Take the smaller car and pack light or make him put you on the insurance for his car.

carmak · 10/08/2025 18:00

I get you OP, you're sensible not to drive 2 small children a long way if you're not confident. What sort of break would it be for you anyway?

I hope he's truly sorry though, he's got some massive making up to do.

ruthlangmore · 10/08/2025 18:04

He’s a wanker

tinytemper66 · 10/08/2025 18:06

Breezeopal · 10/08/2025 16:43

I can’t go in my car. My husbands car is huge, a ‘man’ car and I am not insured or comfortable driving it.

I am going to take earlier advice and make sure we have two great days to start the week more locally. He is cancelling his annual leave so will working tomorrow.

A man car? Grow up. Your poor children.

Agapornis · 10/08/2025 18:06

I suspect he undermines you and has been eroding your confidence for a very, very long time. Break free!

  1. don't go on holiday with him again
  2. take a driving refresher course
  3. go on holiday by train
  4. invite your mum along
  5. you don't need to drive for 3 hours continuously, just have hourly breaks.

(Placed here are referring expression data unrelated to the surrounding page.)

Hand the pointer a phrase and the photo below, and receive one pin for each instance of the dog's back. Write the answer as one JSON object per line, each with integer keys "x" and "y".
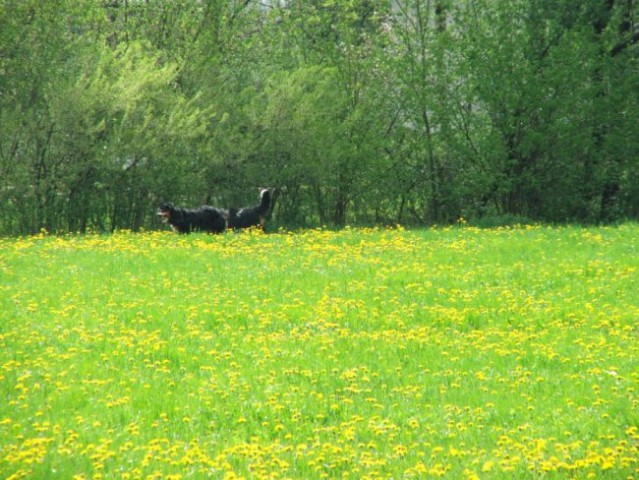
{"x": 251, "y": 216}
{"x": 184, "y": 220}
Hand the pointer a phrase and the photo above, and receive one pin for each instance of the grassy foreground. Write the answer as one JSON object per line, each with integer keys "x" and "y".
{"x": 457, "y": 353}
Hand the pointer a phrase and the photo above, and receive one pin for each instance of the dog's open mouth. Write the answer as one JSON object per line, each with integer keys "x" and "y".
{"x": 165, "y": 215}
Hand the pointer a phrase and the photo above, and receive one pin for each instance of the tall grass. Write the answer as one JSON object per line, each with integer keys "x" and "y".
{"x": 457, "y": 353}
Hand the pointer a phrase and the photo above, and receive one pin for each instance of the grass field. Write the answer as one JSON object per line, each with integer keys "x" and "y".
{"x": 453, "y": 352}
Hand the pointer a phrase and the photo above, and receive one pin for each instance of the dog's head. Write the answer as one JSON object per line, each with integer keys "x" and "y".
{"x": 165, "y": 212}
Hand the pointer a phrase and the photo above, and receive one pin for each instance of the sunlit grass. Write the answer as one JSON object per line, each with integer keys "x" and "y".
{"x": 457, "y": 353}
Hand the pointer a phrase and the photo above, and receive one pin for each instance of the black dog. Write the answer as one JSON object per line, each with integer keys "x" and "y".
{"x": 203, "y": 219}
{"x": 251, "y": 216}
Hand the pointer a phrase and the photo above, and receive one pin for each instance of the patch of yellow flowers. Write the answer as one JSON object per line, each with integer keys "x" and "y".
{"x": 364, "y": 353}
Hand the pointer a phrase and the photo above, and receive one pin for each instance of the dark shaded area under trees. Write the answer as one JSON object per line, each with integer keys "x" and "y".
{"x": 358, "y": 112}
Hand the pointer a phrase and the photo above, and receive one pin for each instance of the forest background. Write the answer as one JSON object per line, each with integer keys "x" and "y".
{"x": 355, "y": 112}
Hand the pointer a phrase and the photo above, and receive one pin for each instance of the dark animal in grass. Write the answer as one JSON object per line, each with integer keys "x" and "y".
{"x": 247, "y": 217}
{"x": 186, "y": 220}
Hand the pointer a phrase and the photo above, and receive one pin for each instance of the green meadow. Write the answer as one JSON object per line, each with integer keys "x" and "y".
{"x": 364, "y": 353}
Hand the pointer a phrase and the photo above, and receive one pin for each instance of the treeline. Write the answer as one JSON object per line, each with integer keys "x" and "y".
{"x": 356, "y": 111}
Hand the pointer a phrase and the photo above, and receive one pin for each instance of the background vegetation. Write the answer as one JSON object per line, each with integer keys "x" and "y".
{"x": 358, "y": 111}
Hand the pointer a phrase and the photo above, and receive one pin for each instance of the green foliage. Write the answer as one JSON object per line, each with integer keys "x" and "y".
{"x": 364, "y": 111}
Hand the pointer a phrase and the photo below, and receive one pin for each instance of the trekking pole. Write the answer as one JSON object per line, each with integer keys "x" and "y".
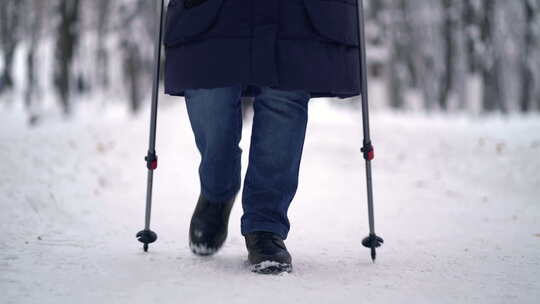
{"x": 372, "y": 241}
{"x": 148, "y": 236}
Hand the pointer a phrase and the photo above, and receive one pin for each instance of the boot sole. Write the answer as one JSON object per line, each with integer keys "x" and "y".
{"x": 270, "y": 267}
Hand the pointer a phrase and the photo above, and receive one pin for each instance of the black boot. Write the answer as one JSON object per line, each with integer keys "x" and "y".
{"x": 209, "y": 224}
{"x": 267, "y": 253}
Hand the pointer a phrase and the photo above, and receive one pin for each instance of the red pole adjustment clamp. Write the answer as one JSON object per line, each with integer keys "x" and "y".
{"x": 369, "y": 152}
{"x": 151, "y": 161}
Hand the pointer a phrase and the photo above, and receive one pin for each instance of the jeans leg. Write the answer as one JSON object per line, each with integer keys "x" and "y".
{"x": 216, "y": 120}
{"x": 277, "y": 140}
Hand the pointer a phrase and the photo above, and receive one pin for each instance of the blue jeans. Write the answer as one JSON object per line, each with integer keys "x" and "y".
{"x": 277, "y": 140}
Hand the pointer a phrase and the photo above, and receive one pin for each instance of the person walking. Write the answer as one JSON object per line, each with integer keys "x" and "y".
{"x": 282, "y": 53}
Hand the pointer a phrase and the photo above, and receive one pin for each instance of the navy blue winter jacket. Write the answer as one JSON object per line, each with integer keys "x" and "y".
{"x": 285, "y": 44}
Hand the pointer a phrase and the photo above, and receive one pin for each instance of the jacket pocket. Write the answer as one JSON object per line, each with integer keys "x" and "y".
{"x": 184, "y": 22}
{"x": 335, "y": 20}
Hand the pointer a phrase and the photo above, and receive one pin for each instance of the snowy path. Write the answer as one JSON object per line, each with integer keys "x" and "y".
{"x": 457, "y": 202}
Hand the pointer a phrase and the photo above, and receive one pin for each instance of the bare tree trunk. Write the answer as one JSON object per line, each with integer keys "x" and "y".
{"x": 102, "y": 57}
{"x": 35, "y": 25}
{"x": 448, "y": 29}
{"x": 491, "y": 99}
{"x": 10, "y": 11}
{"x": 67, "y": 40}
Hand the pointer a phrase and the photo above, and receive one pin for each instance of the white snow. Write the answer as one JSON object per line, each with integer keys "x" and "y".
{"x": 457, "y": 201}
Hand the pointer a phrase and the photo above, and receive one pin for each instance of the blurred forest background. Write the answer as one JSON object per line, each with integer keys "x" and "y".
{"x": 444, "y": 55}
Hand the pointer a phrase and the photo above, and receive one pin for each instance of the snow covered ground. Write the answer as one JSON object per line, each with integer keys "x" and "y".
{"x": 457, "y": 200}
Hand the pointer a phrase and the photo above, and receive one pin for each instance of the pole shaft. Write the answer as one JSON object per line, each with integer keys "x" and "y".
{"x": 153, "y": 112}
{"x": 365, "y": 110}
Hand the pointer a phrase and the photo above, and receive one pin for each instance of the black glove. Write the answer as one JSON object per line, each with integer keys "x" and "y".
{"x": 192, "y": 3}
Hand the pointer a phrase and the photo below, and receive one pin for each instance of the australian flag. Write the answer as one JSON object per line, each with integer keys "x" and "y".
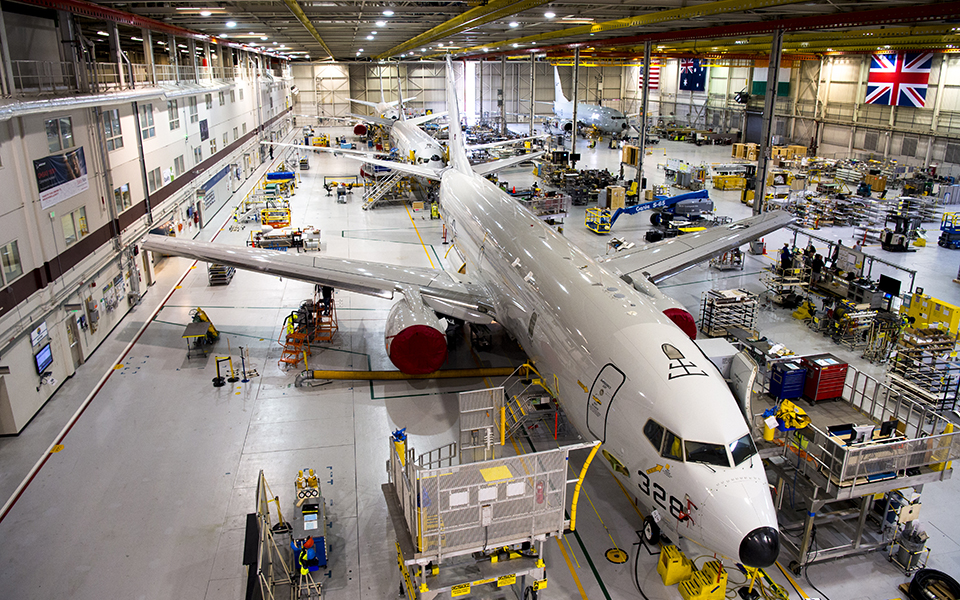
{"x": 693, "y": 76}
{"x": 899, "y": 79}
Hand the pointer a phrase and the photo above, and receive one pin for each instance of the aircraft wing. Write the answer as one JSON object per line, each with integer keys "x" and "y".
{"x": 504, "y": 142}
{"x": 426, "y": 118}
{"x": 409, "y": 169}
{"x": 662, "y": 259}
{"x": 496, "y": 165}
{"x": 374, "y": 119}
{"x": 331, "y": 149}
{"x": 441, "y": 290}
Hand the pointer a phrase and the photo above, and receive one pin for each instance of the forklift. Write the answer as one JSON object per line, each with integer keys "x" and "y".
{"x": 899, "y": 230}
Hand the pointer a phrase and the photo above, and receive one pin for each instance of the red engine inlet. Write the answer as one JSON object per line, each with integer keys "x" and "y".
{"x": 416, "y": 342}
{"x": 418, "y": 350}
{"x": 683, "y": 320}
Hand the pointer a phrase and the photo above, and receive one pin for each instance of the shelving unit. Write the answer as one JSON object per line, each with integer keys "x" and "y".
{"x": 924, "y": 369}
{"x": 219, "y": 274}
{"x": 720, "y": 309}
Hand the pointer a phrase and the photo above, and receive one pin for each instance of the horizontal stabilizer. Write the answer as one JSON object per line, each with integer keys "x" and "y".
{"x": 496, "y": 165}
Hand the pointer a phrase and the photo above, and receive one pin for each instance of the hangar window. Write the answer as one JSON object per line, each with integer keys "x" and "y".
{"x": 654, "y": 433}
{"x": 742, "y": 449}
{"x": 708, "y": 454}
{"x": 59, "y": 133}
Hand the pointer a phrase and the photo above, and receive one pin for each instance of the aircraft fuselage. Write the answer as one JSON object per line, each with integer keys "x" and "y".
{"x": 617, "y": 363}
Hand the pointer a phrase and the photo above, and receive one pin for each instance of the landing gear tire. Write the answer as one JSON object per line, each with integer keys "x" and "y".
{"x": 650, "y": 531}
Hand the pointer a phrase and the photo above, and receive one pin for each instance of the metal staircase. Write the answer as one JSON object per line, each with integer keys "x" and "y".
{"x": 381, "y": 190}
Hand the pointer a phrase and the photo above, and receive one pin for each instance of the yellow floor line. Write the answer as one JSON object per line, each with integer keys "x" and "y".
{"x": 432, "y": 266}
{"x": 576, "y": 579}
{"x": 572, "y": 553}
{"x": 601, "y": 521}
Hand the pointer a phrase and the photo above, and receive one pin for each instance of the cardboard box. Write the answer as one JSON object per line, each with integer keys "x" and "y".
{"x": 630, "y": 155}
{"x": 616, "y": 197}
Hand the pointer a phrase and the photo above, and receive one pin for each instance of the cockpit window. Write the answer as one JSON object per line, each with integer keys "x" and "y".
{"x": 710, "y": 454}
{"x": 672, "y": 447}
{"x": 742, "y": 449}
{"x": 654, "y": 433}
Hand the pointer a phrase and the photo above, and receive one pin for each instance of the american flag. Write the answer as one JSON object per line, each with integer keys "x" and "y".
{"x": 693, "y": 76}
{"x": 654, "y": 77}
{"x": 899, "y": 79}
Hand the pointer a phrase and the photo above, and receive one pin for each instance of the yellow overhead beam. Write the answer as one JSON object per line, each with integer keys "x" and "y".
{"x": 474, "y": 17}
{"x": 652, "y": 18}
{"x": 302, "y": 17}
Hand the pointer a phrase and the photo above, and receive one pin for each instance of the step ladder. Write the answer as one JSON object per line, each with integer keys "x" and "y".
{"x": 294, "y": 345}
{"x": 382, "y": 189}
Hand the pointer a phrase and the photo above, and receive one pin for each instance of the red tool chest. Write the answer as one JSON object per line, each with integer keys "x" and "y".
{"x": 825, "y": 376}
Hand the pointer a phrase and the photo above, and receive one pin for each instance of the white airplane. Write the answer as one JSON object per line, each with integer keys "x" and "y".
{"x": 627, "y": 370}
{"x": 604, "y": 119}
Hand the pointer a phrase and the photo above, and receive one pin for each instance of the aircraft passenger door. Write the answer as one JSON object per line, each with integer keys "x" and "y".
{"x": 604, "y": 388}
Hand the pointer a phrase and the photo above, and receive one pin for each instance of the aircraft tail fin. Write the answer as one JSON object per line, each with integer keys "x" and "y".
{"x": 364, "y": 103}
{"x": 455, "y": 145}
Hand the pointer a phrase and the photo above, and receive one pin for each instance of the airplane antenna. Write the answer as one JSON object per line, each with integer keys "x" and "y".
{"x": 455, "y": 144}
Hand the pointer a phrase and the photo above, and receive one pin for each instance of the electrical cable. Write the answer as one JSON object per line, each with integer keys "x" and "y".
{"x": 636, "y": 566}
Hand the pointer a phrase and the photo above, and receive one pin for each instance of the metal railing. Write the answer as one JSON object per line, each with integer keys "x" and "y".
{"x": 43, "y": 76}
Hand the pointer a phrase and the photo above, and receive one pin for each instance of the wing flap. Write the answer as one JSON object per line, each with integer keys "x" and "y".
{"x": 362, "y": 277}
{"x": 668, "y": 257}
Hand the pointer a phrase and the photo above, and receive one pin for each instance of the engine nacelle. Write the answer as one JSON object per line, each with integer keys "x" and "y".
{"x": 415, "y": 338}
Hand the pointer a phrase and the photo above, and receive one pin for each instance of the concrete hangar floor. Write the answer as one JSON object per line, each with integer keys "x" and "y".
{"x": 148, "y": 495}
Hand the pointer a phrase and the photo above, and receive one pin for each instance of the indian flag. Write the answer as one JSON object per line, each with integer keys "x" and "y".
{"x": 760, "y": 78}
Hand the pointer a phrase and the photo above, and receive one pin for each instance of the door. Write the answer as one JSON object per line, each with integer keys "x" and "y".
{"x": 73, "y": 338}
{"x": 743, "y": 374}
{"x": 604, "y": 388}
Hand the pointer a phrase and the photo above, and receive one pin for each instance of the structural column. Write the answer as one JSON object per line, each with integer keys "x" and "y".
{"x": 576, "y": 89}
{"x": 766, "y": 130}
{"x": 644, "y": 102}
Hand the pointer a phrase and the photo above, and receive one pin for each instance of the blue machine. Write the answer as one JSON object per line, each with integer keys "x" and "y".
{"x": 689, "y": 204}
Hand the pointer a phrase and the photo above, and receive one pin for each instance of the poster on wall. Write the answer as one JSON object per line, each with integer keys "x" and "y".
{"x": 61, "y": 176}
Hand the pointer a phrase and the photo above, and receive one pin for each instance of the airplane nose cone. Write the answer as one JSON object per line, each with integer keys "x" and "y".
{"x": 760, "y": 547}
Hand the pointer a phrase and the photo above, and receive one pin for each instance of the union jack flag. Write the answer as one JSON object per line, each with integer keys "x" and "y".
{"x": 693, "y": 77}
{"x": 899, "y": 79}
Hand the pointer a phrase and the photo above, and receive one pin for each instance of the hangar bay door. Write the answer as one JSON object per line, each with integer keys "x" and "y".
{"x": 604, "y": 389}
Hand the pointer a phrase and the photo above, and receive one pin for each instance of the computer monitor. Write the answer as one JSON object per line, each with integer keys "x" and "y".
{"x": 862, "y": 433}
{"x": 889, "y": 285}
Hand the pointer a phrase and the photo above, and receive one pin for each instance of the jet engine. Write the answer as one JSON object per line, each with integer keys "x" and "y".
{"x": 415, "y": 338}
{"x": 665, "y": 304}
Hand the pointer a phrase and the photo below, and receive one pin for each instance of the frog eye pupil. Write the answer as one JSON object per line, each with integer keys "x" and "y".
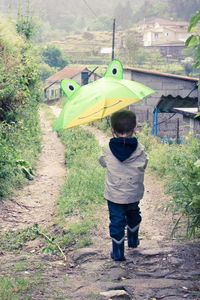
{"x": 114, "y": 71}
{"x": 71, "y": 87}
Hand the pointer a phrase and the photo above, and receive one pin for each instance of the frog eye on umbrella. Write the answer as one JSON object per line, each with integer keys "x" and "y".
{"x": 114, "y": 70}
{"x": 69, "y": 87}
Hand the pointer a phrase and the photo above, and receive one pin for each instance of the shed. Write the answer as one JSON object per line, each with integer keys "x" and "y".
{"x": 80, "y": 74}
{"x": 168, "y": 86}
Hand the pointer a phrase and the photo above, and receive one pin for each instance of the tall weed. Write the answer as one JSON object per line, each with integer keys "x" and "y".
{"x": 19, "y": 142}
{"x": 85, "y": 183}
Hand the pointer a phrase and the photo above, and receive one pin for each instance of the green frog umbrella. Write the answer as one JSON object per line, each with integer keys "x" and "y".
{"x": 99, "y": 98}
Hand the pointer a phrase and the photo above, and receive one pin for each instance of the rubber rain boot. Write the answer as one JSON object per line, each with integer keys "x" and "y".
{"x": 118, "y": 251}
{"x": 133, "y": 240}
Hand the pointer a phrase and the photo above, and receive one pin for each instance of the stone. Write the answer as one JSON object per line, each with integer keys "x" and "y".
{"x": 116, "y": 294}
{"x": 84, "y": 252}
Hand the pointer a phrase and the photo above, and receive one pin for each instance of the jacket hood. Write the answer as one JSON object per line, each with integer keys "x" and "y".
{"x": 123, "y": 147}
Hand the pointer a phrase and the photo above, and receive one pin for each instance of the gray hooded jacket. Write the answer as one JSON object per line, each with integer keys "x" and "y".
{"x": 125, "y": 176}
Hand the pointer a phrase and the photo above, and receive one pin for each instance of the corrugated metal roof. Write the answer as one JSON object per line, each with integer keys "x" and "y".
{"x": 67, "y": 72}
{"x": 152, "y": 72}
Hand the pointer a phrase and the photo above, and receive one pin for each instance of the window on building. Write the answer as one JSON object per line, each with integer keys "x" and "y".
{"x": 84, "y": 78}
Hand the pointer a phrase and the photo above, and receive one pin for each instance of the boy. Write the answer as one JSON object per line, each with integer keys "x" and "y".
{"x": 125, "y": 161}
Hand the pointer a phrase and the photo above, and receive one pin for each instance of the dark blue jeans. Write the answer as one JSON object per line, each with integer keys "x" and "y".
{"x": 122, "y": 215}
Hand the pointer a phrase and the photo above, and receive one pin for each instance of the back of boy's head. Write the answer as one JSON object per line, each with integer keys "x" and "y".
{"x": 123, "y": 121}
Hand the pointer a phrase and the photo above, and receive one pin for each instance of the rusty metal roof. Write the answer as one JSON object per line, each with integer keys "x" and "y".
{"x": 67, "y": 72}
{"x": 157, "y": 73}
{"x": 168, "y": 104}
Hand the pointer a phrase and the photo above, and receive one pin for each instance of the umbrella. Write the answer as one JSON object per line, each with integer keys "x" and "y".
{"x": 99, "y": 98}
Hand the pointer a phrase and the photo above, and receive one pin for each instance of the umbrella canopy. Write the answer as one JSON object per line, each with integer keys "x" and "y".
{"x": 100, "y": 98}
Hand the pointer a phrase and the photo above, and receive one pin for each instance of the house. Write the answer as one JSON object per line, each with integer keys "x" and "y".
{"x": 191, "y": 122}
{"x": 164, "y": 109}
{"x": 166, "y": 35}
{"x": 80, "y": 74}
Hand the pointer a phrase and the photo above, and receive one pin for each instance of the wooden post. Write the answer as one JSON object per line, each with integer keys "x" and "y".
{"x": 113, "y": 42}
{"x": 177, "y": 131}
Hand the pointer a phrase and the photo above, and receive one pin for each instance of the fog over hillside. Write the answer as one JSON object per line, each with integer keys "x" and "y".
{"x": 79, "y": 15}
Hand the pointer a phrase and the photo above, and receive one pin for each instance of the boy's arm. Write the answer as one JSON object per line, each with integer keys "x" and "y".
{"x": 102, "y": 161}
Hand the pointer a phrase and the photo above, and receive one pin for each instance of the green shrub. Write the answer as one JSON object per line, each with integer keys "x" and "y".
{"x": 179, "y": 166}
{"x": 20, "y": 143}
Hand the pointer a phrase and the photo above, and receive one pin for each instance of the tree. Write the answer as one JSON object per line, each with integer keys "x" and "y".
{"x": 123, "y": 15}
{"x": 194, "y": 40}
{"x": 25, "y": 24}
{"x": 183, "y": 9}
{"x": 53, "y": 56}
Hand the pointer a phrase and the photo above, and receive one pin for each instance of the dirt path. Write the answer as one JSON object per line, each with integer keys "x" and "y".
{"x": 158, "y": 269}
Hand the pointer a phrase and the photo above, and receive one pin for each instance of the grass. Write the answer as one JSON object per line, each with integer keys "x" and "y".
{"x": 15, "y": 240}
{"x": 83, "y": 190}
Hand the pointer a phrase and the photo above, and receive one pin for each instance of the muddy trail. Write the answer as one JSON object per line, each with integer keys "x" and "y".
{"x": 160, "y": 268}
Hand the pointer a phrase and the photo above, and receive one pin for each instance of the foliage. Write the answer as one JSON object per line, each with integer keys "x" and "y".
{"x": 45, "y": 71}
{"x": 53, "y": 56}
{"x": 194, "y": 39}
{"x": 25, "y": 24}
{"x": 179, "y": 166}
{"x": 82, "y": 193}
{"x": 19, "y": 146}
{"x": 90, "y": 179}
{"x": 19, "y": 96}
{"x": 123, "y": 15}
{"x": 18, "y": 72}
{"x": 183, "y": 9}
{"x": 15, "y": 240}
{"x": 103, "y": 22}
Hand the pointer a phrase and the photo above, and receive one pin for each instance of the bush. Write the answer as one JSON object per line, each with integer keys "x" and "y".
{"x": 179, "y": 166}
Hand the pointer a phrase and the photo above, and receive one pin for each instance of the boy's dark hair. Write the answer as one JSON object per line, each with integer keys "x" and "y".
{"x": 123, "y": 121}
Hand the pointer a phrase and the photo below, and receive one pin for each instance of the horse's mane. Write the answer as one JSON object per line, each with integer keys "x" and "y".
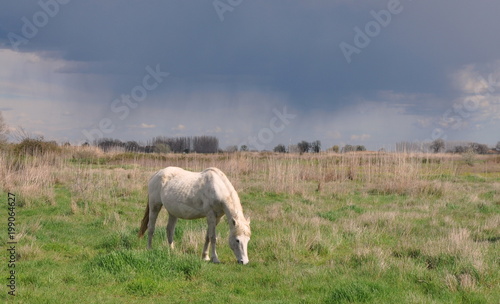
{"x": 241, "y": 224}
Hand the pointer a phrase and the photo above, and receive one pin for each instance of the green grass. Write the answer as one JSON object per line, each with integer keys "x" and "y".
{"x": 355, "y": 241}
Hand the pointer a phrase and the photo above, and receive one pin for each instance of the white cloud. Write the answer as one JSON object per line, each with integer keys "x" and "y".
{"x": 179, "y": 127}
{"x": 146, "y": 126}
{"x": 361, "y": 137}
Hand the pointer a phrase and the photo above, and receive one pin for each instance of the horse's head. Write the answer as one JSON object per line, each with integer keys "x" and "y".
{"x": 238, "y": 239}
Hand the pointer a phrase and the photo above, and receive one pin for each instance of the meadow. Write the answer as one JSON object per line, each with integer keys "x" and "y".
{"x": 326, "y": 228}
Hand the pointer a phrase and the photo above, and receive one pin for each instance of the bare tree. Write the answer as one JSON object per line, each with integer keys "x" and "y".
{"x": 437, "y": 145}
{"x": 280, "y": 148}
{"x": 316, "y": 146}
{"x": 304, "y": 146}
{"x": 4, "y": 130}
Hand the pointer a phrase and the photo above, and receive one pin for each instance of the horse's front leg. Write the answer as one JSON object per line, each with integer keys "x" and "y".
{"x": 211, "y": 238}
{"x": 172, "y": 220}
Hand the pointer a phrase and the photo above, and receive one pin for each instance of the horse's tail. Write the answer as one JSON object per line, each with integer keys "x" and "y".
{"x": 145, "y": 221}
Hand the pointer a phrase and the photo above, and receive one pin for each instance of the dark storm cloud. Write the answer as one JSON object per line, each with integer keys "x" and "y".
{"x": 289, "y": 47}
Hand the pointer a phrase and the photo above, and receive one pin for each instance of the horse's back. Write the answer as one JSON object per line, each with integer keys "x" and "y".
{"x": 158, "y": 181}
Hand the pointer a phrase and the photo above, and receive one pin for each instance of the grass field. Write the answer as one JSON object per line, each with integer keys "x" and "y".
{"x": 327, "y": 228}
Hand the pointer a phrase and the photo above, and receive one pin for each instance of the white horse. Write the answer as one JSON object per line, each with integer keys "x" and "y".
{"x": 190, "y": 195}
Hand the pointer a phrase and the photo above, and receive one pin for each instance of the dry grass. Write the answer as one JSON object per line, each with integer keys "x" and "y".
{"x": 431, "y": 217}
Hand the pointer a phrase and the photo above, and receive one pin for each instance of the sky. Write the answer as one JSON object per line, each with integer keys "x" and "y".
{"x": 260, "y": 73}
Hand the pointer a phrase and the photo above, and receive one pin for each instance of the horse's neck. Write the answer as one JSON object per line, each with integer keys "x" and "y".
{"x": 232, "y": 207}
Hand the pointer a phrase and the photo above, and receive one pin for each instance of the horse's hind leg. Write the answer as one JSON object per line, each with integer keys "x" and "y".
{"x": 172, "y": 220}
{"x": 153, "y": 215}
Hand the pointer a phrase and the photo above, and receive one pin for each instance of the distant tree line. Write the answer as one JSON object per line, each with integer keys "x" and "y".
{"x": 440, "y": 146}
{"x": 315, "y": 147}
{"x": 162, "y": 144}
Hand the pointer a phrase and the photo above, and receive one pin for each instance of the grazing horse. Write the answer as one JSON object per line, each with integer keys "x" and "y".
{"x": 192, "y": 195}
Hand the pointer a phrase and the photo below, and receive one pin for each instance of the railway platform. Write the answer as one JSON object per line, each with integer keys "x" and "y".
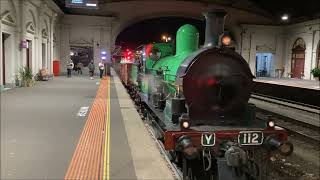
{"x": 76, "y": 128}
{"x": 291, "y": 82}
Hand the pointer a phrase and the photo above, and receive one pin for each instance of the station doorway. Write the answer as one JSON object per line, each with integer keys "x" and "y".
{"x": 81, "y": 54}
{"x": 44, "y": 59}
{"x": 29, "y": 54}
{"x": 264, "y": 63}
{"x": 318, "y": 56}
{"x": 298, "y": 59}
{"x": 5, "y": 49}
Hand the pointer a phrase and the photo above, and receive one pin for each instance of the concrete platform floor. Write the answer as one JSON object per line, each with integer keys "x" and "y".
{"x": 308, "y": 84}
{"x": 41, "y": 126}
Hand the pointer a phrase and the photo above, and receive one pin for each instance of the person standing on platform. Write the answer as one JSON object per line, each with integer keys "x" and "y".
{"x": 91, "y": 69}
{"x": 70, "y": 67}
{"x": 79, "y": 67}
{"x": 101, "y": 68}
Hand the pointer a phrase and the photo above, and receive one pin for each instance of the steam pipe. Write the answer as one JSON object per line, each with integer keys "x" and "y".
{"x": 214, "y": 26}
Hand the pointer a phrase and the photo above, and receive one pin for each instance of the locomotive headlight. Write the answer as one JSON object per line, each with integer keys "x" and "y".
{"x": 226, "y": 40}
{"x": 185, "y": 124}
{"x": 286, "y": 148}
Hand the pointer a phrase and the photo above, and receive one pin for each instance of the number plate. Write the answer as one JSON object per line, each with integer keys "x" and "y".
{"x": 208, "y": 139}
{"x": 250, "y": 138}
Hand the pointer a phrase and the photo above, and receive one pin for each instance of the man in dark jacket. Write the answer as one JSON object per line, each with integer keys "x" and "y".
{"x": 91, "y": 69}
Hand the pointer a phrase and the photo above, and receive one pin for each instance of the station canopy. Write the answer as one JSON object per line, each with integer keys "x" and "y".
{"x": 297, "y": 10}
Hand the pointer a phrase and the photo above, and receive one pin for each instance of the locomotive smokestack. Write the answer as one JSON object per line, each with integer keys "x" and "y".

We used to go on holiday in a 1986 VW Golf Mk2, it's definitely possible in your much more modern car!

NavyRose · 10/08/2025 18:09

I can't believe some of the responses on here.
Presumably op wanted to spend quality time with her children AND husband, and it was already agreed that he would drive. So I just can't understand the way of thinking that op should have driven and then solo parented while her husband nursed a hangover at home in peace. She hasn't let her children down, he has.